Un mois après le festival AfroPunk, Driely s’est plongée dans la folie de la Fashion Week de New York. Et quelle technique a-t-elle choisi d’utiliser pour prendre en photo les mannequins des défilés ? Le ferrotype, évidemment. Elle a capturé d’un peu plus près les nouveaux visages et les nouveaux talents qui ont marqué cette semaine dédiée à la mode.
Leurs vêtements étant moins apparents que dans la série précédente. Les photos sont d’ailleurs pour la plupart dénudées et on a davantage l’impression de contempler des beautés d’antan, froides et chaleureuses, aux cheveux rebelles et venant des quatre coins du monde.
Et Driely Silva n’est pas la seule à s’adonner à cette pratique. La photographe américaine Victoria Will a également ressenti ce besoin de se ressourcer aux origines de la photographie. Chaque année, elle réalise des séries de ferrotypes pour le célèbre festival du film de Sundance. Victoria préfère capturer le charisme des acteurs plutôt que celui des chanteurs ou mannequins.
En tant que bons acteurs, la charge émotionnelle se ressent davantage dans ce type de formats : le ferrotype brûle les contours, raye les visages, crée des imperfections sur la surface et les couleurs sombres apportent une certaine sensibilité ainsi qu’un caractère ancien. Les regards sont sérieux et l’expression est grave, chargée de mélancolie. Pour l’instant, la photographe n’a eu recours à cette série que pour ces “respirations Sundance”, au milieu de son travail très commercial et mode. Elle expérimente tous les aspects du ferrotype, comme sur un terrain de jeu.

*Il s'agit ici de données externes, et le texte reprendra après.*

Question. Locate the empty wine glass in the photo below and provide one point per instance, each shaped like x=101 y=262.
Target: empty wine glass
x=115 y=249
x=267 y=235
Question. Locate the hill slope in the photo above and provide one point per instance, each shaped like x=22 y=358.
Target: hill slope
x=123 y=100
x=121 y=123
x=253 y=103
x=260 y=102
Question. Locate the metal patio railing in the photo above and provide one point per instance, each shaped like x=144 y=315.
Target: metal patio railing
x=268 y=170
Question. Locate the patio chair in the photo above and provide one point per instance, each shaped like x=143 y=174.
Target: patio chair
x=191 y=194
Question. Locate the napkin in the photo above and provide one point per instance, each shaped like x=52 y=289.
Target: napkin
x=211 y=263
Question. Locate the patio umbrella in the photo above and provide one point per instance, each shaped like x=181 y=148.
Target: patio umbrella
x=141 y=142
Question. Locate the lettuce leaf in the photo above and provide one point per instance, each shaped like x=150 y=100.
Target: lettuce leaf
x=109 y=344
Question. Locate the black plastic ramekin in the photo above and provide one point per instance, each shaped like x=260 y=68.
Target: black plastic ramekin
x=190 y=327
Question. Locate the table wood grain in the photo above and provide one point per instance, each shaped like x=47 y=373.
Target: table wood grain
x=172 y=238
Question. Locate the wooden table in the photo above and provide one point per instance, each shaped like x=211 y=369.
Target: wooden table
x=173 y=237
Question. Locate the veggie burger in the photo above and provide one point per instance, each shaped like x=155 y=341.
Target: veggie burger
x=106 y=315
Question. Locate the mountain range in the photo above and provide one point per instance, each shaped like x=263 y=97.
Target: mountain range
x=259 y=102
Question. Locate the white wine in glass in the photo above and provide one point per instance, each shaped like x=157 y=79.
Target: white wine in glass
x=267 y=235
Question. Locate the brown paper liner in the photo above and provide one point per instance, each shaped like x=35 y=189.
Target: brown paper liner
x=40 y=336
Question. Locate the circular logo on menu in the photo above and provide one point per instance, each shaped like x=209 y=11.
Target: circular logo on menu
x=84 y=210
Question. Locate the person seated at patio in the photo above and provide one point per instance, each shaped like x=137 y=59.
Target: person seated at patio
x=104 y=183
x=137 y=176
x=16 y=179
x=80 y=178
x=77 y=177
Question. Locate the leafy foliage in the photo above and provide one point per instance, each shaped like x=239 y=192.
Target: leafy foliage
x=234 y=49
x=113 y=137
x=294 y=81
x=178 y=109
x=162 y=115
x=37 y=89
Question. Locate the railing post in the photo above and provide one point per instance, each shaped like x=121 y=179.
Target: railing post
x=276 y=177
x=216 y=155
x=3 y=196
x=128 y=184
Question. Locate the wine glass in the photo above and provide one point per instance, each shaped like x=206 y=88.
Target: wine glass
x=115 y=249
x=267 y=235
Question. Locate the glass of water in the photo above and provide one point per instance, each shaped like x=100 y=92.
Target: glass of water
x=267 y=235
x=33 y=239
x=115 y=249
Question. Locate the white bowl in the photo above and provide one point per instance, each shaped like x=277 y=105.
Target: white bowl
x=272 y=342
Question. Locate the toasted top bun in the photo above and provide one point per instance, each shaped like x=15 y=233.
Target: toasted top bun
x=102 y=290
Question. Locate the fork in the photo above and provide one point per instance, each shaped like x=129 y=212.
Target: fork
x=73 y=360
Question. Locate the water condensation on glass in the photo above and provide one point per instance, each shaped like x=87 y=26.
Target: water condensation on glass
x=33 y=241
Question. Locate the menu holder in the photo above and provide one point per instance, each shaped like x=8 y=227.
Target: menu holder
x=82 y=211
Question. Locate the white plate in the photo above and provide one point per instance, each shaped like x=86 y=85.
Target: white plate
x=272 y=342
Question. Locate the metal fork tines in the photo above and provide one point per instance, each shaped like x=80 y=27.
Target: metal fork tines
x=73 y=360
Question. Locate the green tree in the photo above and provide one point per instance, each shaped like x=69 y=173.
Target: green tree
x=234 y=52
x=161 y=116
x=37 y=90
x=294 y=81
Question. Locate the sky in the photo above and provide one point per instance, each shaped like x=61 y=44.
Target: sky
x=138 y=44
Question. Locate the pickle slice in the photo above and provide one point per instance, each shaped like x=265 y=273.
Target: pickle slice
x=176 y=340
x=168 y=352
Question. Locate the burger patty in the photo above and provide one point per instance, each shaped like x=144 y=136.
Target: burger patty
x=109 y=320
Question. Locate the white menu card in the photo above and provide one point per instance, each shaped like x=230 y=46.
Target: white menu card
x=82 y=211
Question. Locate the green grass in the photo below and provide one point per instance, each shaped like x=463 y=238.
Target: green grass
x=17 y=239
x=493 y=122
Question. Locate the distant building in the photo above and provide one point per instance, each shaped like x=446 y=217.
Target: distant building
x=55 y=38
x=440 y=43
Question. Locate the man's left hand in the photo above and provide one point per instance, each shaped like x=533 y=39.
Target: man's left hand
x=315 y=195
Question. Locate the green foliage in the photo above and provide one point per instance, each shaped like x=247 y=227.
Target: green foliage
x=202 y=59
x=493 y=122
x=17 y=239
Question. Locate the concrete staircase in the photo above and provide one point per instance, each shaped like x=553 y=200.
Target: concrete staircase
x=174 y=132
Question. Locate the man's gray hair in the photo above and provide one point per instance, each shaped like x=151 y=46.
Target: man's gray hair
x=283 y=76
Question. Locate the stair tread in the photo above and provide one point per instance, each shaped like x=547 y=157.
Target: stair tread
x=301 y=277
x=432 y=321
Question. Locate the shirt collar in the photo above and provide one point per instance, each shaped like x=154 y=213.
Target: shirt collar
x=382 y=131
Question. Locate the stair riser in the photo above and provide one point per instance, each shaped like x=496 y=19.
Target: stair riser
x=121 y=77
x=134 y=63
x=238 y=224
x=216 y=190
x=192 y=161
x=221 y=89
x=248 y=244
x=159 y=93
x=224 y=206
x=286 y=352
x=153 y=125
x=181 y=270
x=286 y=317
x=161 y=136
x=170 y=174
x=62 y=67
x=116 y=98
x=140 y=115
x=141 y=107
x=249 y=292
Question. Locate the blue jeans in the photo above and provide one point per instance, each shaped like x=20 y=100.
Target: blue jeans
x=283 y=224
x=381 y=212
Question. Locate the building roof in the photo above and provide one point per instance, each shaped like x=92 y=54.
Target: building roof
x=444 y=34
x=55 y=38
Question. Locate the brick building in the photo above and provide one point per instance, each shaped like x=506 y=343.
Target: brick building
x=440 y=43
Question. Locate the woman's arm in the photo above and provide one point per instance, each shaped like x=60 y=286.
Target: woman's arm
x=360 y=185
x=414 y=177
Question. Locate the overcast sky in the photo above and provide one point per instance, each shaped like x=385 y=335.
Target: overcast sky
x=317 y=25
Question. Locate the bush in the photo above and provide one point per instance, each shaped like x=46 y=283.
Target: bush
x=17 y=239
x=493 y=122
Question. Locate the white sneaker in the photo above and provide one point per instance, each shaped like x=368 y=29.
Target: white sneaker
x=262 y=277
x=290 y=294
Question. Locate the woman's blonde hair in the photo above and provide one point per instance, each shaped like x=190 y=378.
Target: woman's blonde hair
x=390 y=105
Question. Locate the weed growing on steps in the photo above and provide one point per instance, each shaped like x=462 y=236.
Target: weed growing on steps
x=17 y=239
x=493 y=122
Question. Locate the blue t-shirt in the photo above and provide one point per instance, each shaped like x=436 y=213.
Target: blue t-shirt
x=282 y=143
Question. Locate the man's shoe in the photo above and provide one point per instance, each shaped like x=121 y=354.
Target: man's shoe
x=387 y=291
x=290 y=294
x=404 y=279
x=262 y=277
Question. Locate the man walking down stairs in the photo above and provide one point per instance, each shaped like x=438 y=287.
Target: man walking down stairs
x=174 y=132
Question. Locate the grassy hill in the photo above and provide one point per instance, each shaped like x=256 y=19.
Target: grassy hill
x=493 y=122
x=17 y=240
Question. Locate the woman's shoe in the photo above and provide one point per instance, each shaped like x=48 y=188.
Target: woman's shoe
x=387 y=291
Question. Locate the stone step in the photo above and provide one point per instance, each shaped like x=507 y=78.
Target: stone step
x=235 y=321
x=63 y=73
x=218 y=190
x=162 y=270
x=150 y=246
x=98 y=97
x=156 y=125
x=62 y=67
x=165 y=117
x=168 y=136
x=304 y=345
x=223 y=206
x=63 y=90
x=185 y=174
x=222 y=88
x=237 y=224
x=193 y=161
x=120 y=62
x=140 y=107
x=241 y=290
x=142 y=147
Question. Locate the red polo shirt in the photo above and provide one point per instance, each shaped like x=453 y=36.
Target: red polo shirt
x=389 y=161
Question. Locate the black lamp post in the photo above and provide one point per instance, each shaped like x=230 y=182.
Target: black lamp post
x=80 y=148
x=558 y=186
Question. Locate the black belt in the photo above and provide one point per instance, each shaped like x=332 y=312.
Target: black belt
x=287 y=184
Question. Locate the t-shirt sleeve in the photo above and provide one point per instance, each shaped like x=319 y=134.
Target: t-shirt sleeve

La liste des photographes qui pratiquent le ferrotype est longue. Il y a aussi Joni Sternbach, qui sillonne les plages de surf aux États-Unis pour prendre des portraits de surfeurs en ferrotype. Elle n’y va pas par quatre chemins : elle pose directement sur le sable, au bord de l’eau, sa chambre et son trépied, à la manière d’un photographe ambulant. Sur son site, elle déclare :
“Les photographies sont un mélange unique de l’intérêt du sujet et de la technique photographique. En tirant des épreuves positives directes au collodion sur métal, je réalise des ferrotypes dont il se dégage une atmosphère ambiguë, intemporelle et mystérieuse.
La nature même du collodion est la spontanéité et son caractère imprévisible. Et c’est précisément l’aspect brut et cru du procédé qui confère au sujet tout son intérêt. Cela lui donne une apparence spécifique et renvoie aux standards de la photographie anthropologique du 19e siècle.”
Outre Joni, il y a aussi le combat du photographe Michael Schindler, qui veut faire renaître la pratique en proposant à ses clients de se faire tirer le portrait de façon originale dans son studio photo situé à San Francisco, qu’il appelle “Photobooth”. Il pense que, bien que cela peut sembler parfois obsolète, le ferrotype est facile à réaliser mais qu’il faut de la patience et du savoir-faire. Dans la vidéo ci-dessous, il explique le processus de création de A à Z.
La renaissance du ferrotype agit comme une forme de contre-culture et fait un pied de nez à notre modernité. On apprécie de voir le contraste entre nos beautés contemporaines et celles d’hier, capturées à travers un seul et même filtre ancien. Cela confère un caractère naturel, brut et rustique à nos récentes manières d’aborder la photographie, rehaussant les émotions qu’on lit sur les visages, loin des standards des magazines. Plus qu’une photo, le ferrotype devient un véritable objet d’art.